Let $A,C\in\mathbb{R}^{m\times n}$, $n\ge m$, $B\in\mathbb{R}^{n\times m}$, and $P$ be a real positive definite $m\times m$ matrix. Denote by $\mathcal{S}^n$ the space of $n\times n$ real symmetric matrices. Suppose that $AB$ is non-singular. Let us define
$$F := (AB)^{-1} CB (AB)^{-1}P(AB)^{-\top} + (AB)^{-1}P(AB)^{-\top}(CB)^\top (AB)^{-\top}.$$
Next, consider the scalar function $$ c(X)=\mathrm{tr}(B^{\top}XBF) $$ where $X\in\mathcal{S}^n$ is such that $B^{\top}XB\ne 0$ and $\mathrm{tr}(\cdot)$ denotes the trace operator.

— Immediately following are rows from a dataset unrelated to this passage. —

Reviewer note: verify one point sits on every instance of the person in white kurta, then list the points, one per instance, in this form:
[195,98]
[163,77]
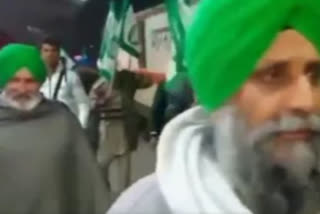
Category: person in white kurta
[71,91]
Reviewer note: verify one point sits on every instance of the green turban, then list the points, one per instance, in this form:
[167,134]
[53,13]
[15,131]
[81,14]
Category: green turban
[14,57]
[228,37]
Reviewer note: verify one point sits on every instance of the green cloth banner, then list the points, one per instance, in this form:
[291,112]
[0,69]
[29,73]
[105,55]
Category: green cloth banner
[120,31]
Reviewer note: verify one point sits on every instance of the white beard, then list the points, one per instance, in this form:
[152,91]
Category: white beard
[25,105]
[247,158]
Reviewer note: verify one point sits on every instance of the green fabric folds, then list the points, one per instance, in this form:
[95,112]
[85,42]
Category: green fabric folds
[228,37]
[14,57]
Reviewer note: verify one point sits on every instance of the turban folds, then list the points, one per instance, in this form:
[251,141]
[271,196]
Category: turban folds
[14,57]
[228,37]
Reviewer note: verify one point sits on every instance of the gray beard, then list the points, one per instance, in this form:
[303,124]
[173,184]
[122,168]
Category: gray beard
[263,184]
[23,105]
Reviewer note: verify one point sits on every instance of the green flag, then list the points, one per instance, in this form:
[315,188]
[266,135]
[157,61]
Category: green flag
[180,13]
[129,38]
[110,40]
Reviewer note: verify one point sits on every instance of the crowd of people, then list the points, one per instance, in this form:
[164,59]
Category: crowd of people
[237,134]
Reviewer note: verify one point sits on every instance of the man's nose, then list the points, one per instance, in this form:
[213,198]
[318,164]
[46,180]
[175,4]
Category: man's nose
[22,87]
[300,97]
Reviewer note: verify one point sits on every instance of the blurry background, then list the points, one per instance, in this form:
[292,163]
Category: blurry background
[77,23]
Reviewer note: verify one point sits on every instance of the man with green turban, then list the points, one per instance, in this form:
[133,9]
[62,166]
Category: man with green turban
[46,165]
[253,147]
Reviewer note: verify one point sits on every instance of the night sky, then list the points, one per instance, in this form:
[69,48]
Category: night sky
[75,23]
[92,18]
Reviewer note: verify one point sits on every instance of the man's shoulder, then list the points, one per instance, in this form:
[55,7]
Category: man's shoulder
[144,196]
[57,107]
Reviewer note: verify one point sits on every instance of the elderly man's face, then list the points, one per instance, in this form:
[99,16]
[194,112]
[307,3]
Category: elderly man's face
[286,82]
[22,92]
[276,125]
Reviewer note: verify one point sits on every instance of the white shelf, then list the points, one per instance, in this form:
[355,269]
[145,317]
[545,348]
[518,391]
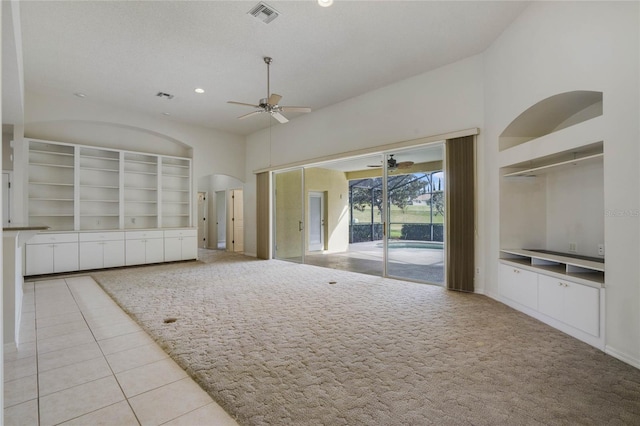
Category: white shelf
[585,271]
[552,167]
[83,188]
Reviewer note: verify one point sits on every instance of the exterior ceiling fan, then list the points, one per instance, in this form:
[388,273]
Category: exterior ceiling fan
[392,164]
[270,103]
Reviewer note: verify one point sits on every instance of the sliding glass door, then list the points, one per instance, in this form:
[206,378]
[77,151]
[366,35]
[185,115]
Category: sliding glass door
[415,214]
[381,214]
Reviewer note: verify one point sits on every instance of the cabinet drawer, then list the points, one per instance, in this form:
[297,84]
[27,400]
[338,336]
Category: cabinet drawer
[181,233]
[519,285]
[54,238]
[140,235]
[101,236]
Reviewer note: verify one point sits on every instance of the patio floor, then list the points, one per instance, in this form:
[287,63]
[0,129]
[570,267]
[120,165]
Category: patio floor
[414,263]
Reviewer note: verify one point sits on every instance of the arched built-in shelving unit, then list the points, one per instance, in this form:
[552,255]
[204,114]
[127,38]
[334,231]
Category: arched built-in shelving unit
[552,214]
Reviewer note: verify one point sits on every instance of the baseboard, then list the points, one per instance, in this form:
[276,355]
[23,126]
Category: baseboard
[634,362]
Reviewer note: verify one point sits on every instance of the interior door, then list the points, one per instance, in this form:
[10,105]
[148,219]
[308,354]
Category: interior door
[238,220]
[316,221]
[288,215]
[6,199]
[221,220]
[203,220]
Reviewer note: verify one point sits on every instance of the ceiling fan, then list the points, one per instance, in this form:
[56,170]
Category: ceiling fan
[392,164]
[270,103]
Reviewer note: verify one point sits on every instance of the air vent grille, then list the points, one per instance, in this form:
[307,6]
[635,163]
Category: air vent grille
[264,12]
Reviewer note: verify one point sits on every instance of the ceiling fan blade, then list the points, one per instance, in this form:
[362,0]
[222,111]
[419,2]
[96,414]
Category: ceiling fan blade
[281,118]
[295,109]
[404,164]
[242,103]
[249,115]
[274,99]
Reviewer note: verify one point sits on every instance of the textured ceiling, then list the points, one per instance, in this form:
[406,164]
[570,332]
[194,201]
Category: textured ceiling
[123,53]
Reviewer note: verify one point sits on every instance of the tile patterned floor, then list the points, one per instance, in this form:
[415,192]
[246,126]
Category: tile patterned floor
[83,361]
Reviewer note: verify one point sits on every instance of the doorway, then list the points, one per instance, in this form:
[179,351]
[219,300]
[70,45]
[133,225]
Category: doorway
[316,221]
[6,198]
[380,214]
[203,220]
[221,220]
[236,214]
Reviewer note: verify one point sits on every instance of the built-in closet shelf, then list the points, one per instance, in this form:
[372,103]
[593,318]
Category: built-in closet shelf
[553,167]
[583,271]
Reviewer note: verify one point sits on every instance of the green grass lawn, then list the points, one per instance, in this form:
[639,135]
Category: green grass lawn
[411,214]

Is it possible to find a suitable $X$ such that $c(X)$ turns into a quadratic expression, i.e., something of the form $$ c(X)=\mathrm{tr}(L^\top Y L), $$ where $L$ and $Y$ are functions of $A,B,C,P$ and $Y$ is positive definite?
Note. I made several attempts with different $X$'s, but without any success yet. Hence, I wonder whether there is a rationale to follow either to get a positive answer to my question or to prove that this is actually not doable.